Кто бы знал, что месть ее будет ужасной и она применит свои артистические способности в одном из столичных крематориев. Здесь ее талант никто не оспаривал: более снисходительных и покладистых зрителей, готовых разрыдаться на каждом слове, вряд ли собирал самый раскрученный театр. Что ни день, то бенефис. Почившему недавно мэтру, кстати, пришлось-таки проехать через творческую церемонию неудавшейся актрисы в своем дорогом гробу на колесиках. Она узнала его и вновь прочла Ахматову. С еще большим надрывом. В буквальном смысле сгорая в печи от стыда, он понял, что Всевышний на него сердится, раз приготовил напоследок столь изощренное наказание.
Я, видимо, тоже накосячил. Церемониймейстер (так значилась ее должность в трудовой книжке) завывала на форте, озвучивая написанный собственной же рукой текст.
– Так давайте склоним головы над этим великим человеком, давайте пропоем ему песнь вечной признательности и скорби…
Я оглядел зал. Точка моего зрения была несколько иной, чем при жизни, но весьма удобной. Я видел сверху и изнутри одновременно. По всему было понятно, что хоронят шишку. Лакированный гроб красного дерева обрамляли литые бронзовые завитушки, по обе стороны стояли дорогие венки. Цветами, верни их к жизни, можно было покрыть кукурузное поле времен Хрущева. В гробу лежал я, густо обработанный гримером, с румяными щеками и алыми губами, коими никогда не обладал при жизни. Возле толпилась сотня людей, мои взрослые дети, мои коллеги и кто-то, чьи имена я даже не вспомню – последний раз видел эти лица пару десятилетий назад. Рядом с гробом стоял Илюша, измученный, простуженный, с синими кругами под глазами, с трудом переживающий весь этот маскарад.

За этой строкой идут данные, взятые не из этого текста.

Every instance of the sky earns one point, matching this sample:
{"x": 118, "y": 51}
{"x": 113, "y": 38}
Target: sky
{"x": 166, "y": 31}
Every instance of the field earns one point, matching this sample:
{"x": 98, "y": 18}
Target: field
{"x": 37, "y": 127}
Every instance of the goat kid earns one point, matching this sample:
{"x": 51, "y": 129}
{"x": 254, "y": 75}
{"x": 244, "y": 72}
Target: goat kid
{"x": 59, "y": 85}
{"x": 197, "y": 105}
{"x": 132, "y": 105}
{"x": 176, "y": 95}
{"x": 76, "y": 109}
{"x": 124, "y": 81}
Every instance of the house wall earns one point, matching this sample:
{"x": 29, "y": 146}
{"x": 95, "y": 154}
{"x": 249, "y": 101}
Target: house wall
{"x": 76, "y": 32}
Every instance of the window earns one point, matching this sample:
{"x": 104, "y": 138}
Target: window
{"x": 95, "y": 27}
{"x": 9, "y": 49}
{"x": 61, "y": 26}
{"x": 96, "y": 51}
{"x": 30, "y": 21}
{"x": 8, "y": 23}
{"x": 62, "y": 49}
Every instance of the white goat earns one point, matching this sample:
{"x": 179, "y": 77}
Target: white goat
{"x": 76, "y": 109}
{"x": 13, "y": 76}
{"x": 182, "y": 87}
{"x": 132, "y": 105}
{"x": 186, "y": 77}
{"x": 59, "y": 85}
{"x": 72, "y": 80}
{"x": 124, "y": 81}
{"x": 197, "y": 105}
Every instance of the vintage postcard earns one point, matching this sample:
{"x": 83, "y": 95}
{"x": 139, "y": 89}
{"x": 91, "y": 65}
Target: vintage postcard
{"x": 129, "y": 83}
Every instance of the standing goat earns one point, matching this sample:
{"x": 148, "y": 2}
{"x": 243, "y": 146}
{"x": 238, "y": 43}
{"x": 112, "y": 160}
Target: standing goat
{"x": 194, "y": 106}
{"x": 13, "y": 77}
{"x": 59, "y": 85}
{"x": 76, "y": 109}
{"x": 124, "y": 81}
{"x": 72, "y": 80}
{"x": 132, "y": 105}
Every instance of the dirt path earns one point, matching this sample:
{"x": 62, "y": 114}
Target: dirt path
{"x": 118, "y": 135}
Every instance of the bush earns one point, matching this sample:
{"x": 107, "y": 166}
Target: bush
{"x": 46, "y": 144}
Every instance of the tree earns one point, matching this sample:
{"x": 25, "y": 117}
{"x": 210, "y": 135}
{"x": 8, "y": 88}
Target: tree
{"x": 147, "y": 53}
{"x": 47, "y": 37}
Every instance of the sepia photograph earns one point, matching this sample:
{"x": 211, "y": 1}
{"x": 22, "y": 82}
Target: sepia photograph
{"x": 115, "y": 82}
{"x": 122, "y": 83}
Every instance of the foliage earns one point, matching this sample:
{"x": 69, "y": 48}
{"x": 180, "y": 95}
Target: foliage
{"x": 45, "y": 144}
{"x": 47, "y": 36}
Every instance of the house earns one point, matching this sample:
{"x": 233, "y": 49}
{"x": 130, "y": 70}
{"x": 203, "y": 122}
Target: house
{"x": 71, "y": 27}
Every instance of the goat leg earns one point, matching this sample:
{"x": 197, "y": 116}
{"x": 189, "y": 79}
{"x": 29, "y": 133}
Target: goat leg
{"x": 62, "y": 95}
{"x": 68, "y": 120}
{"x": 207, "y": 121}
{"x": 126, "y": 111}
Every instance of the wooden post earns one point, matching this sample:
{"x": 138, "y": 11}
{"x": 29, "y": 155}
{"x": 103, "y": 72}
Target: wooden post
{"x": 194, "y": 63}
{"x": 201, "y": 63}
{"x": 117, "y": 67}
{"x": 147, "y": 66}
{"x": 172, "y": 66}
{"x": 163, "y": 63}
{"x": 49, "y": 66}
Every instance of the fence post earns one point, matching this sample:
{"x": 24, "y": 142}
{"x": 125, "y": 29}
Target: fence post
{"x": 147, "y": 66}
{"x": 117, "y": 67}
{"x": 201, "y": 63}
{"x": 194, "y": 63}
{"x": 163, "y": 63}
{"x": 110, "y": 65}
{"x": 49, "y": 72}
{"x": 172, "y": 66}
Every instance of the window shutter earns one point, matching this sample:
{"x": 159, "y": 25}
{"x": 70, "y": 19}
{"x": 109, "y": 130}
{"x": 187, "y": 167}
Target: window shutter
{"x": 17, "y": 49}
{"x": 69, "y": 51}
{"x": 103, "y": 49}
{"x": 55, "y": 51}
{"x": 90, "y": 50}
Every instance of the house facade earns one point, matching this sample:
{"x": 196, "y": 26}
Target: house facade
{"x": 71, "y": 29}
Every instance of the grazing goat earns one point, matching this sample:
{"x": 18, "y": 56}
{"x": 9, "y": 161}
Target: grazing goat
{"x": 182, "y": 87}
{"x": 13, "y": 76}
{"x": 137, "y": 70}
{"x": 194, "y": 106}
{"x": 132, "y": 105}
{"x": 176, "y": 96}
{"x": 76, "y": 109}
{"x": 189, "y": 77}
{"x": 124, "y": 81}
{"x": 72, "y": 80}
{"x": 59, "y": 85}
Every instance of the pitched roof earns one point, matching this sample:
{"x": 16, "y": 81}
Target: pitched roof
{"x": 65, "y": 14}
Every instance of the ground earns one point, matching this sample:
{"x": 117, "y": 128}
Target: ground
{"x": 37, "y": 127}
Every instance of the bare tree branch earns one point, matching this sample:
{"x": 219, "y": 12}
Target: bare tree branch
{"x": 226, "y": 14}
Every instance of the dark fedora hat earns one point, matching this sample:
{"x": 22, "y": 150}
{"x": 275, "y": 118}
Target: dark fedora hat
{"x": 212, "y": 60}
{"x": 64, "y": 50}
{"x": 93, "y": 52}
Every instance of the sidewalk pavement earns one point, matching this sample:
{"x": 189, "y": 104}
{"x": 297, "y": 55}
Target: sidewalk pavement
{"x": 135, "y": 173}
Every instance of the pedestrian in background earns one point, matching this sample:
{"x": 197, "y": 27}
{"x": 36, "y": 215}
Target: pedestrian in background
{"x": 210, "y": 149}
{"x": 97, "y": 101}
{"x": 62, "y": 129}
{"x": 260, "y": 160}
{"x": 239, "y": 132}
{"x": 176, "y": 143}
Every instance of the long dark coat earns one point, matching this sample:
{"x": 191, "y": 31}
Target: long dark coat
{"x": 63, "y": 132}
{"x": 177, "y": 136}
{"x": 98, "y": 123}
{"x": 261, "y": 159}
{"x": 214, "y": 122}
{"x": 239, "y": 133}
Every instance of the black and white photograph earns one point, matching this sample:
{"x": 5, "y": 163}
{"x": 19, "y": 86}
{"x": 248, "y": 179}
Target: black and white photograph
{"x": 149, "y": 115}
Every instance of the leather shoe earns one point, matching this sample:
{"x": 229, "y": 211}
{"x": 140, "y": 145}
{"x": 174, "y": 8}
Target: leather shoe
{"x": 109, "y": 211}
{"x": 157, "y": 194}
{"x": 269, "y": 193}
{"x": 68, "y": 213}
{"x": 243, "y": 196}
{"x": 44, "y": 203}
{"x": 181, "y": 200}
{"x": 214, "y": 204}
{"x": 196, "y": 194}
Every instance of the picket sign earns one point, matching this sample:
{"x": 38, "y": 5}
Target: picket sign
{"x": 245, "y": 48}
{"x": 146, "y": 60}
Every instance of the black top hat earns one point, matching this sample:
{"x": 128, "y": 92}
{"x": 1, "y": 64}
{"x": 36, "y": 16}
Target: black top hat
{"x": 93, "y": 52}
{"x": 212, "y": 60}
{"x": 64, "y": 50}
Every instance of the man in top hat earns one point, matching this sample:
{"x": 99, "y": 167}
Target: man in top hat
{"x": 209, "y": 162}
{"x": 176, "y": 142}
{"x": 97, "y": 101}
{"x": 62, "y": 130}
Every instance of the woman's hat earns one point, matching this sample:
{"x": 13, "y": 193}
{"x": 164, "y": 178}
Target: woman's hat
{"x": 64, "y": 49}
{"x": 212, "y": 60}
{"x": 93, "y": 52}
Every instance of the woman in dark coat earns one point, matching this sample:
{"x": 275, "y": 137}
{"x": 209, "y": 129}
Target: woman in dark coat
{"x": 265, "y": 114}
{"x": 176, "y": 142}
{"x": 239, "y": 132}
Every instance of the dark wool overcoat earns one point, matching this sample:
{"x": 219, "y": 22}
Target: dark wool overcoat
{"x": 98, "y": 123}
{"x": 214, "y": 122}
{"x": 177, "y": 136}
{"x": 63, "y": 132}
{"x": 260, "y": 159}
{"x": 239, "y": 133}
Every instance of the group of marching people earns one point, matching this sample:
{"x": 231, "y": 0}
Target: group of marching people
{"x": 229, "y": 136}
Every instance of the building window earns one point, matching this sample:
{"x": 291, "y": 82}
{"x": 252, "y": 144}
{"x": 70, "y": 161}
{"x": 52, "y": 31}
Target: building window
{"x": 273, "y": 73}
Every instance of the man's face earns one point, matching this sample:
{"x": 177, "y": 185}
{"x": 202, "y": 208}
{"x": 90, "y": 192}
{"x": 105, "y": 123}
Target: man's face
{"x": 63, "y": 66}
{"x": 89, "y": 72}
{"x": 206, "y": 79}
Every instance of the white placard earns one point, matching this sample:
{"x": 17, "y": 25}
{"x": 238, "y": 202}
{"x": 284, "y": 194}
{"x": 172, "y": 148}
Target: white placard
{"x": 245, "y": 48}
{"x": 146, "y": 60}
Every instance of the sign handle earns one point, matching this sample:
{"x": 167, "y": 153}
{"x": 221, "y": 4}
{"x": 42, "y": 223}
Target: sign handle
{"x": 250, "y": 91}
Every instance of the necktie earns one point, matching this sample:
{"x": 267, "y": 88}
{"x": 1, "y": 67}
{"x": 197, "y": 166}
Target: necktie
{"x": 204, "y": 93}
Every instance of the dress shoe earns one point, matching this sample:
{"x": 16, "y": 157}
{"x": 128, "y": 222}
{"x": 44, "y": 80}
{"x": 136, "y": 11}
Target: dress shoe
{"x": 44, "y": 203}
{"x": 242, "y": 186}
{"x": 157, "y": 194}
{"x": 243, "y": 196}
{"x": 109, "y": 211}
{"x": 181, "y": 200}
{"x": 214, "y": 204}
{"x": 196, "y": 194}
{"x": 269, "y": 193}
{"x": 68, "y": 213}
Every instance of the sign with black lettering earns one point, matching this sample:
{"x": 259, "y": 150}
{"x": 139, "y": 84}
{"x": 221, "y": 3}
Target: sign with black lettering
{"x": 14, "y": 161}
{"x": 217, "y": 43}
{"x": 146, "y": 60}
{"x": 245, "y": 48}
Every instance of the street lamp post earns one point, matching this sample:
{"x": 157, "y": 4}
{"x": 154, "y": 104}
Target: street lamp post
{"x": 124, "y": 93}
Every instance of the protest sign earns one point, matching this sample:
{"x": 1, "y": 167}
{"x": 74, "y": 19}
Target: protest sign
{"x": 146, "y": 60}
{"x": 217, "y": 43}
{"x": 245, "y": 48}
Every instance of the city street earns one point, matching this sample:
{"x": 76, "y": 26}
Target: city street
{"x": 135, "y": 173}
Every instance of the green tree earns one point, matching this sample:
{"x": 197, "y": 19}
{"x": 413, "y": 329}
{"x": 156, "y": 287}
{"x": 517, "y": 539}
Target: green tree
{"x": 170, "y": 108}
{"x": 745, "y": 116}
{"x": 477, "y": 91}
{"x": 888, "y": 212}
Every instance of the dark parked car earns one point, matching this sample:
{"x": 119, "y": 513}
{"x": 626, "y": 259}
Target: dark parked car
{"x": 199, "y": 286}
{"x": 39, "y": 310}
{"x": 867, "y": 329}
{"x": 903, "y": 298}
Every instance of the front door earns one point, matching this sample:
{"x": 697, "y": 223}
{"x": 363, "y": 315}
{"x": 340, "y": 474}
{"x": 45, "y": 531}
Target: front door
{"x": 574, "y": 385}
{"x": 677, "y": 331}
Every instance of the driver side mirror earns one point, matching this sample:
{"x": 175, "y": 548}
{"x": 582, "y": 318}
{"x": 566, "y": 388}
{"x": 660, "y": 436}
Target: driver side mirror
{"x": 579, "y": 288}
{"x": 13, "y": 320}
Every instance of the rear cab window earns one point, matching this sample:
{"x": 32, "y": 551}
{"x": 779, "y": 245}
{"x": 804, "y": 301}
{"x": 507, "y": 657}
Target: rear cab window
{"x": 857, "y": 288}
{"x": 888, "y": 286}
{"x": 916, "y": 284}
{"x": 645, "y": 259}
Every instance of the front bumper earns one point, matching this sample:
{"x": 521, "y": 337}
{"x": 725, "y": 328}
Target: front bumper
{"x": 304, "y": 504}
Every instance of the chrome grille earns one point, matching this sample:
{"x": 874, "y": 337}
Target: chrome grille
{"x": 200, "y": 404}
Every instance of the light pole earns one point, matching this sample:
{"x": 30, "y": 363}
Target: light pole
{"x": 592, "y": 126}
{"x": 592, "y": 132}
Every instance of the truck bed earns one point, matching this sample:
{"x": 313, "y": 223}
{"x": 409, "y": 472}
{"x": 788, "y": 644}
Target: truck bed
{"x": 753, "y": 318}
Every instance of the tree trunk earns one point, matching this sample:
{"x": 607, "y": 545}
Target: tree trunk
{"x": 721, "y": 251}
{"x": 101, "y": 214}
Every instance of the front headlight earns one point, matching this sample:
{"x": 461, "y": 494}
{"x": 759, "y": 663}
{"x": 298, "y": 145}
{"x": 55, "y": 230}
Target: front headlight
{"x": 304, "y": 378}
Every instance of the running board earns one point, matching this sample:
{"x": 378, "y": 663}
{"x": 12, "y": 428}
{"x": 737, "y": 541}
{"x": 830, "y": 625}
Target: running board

– Ваш брат очень грузный, уже начал портиться, поэтому был необходим густой грим, – объяснили ему в кассе крематория, когда он пытался осознать выставленную сумму.
«Лучше я засохну перед смертью, чем буду лежать таким Арлекино», – думал Илюша, глядя на меня усопшего.
– Уверяю тебя, абсолютно пофиг, никакого чувства неловкости или стыда, – ответил я, – так что не изводи себя очередной ерундой.
Он испуганно вздрогнул, пошатнулся, словно оступился на канате, оглянулся по сторонам. Моя жена, державшая его за руку, вопросительно подняла брови.
– Я с-схожу с ума, – простонал он. – Я слышу Р-родькин г-голос.
– Ты просто смертельно устал, – прошептала она и крепче сжала Илюшину кисть.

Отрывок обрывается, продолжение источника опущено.